As for people being politically illiterate... despair is appropriate in several countries, but Russia gets a special mention. I wonder if there exists a country where voters are universally mindful of their actual needs, see through political tricks, have empathy towards out-groups and foreign countries, and don't create a clusterf**k eventually. I'm not sure if one exists currently, but I believe such a country might be possible to create. Not in the borders of present-day Russia, however. Recently I've been looking at the US, and I'm seeing similar tendencies, fortunately at a lower level. Many of them can't figure out international policy. Caring about what happens abroad has never been very popular, there is too much US around to care about. Just as others, they don't see through tricks, their electoral system isn't under severe influence yet, but can be gamed with money and is very polarizing...

...and the same, at an even lower level (possibly because over here, it's impossible to ignore international politics) happens in the country where I live too. People can be tricked with unfulfillable promises, distracted with a topic largely irrelevant to their well being, can be whipped into moral panic over a low-priority issue... just the country is microscopic and has no potential of hegemonizing.

[–] perestroika@slrpnk.net 13 points 3 months ago* (last edited 3 months ago) (2 children)

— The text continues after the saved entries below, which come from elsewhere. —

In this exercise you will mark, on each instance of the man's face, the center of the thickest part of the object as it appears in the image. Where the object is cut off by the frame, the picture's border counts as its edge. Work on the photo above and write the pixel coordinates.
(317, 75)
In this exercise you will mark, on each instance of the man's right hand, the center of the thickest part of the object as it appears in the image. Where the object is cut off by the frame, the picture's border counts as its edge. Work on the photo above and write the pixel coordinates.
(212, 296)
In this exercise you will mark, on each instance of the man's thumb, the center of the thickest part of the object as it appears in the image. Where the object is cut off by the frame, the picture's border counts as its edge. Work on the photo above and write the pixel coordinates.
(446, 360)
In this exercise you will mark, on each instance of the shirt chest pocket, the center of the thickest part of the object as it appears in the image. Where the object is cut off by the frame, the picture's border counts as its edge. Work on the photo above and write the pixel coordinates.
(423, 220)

This ship is an interesting case - I hope to read more about it in the coming days.

  • the ship was named Bella 1 and flew the flag of Guyana
  • if MarineTraffic is correct, it headed from Iran to Venezuela, empty
  • but you can take oil onboard a ship in Iran, why go to Venezuela?
  • the US coast guard wanted to board the ship, the tanker refused and changed course towards Europe
  • the US coast guard left a vessel to trail it
  • the tanker appeared in the Russian ship registry, named itself Marinera, and lacking a Russian flag, painted one on the hull
  • the US started fying special forces to the UK in an apparent interception bid
  • today morning, it was rumoured that Russia had sent (was sending?) a submarine and some surface vessel to escort the ship
  • today midday (UTC), US special forces landed a mini-helicopter on the tanker
  • they must have come from another ship, since one doesn't operate minicopters far above ocean
  • I conclude they were in hurry
  • the tanker's crew did not offer resistance
  • the tanker has since changed course southwards
  • evidence of a Russian escort has not been published at this time
  • however, the ship's operator obviously had connections in Russia, to get the ship registered and the story published in "Russia Today"

...and I'm puzzled. At some point I thought it might carry sensitive cargo. But a tiny force (4 men were visible, Little Bird can carry up to 6 men besides pilots) boarded without resistance, and a ship carrying sensitive cargo has far more guys defending it. As far as I can gather from public sources, the rumoured submarine never surfaced and never took steps to forbid the takeover.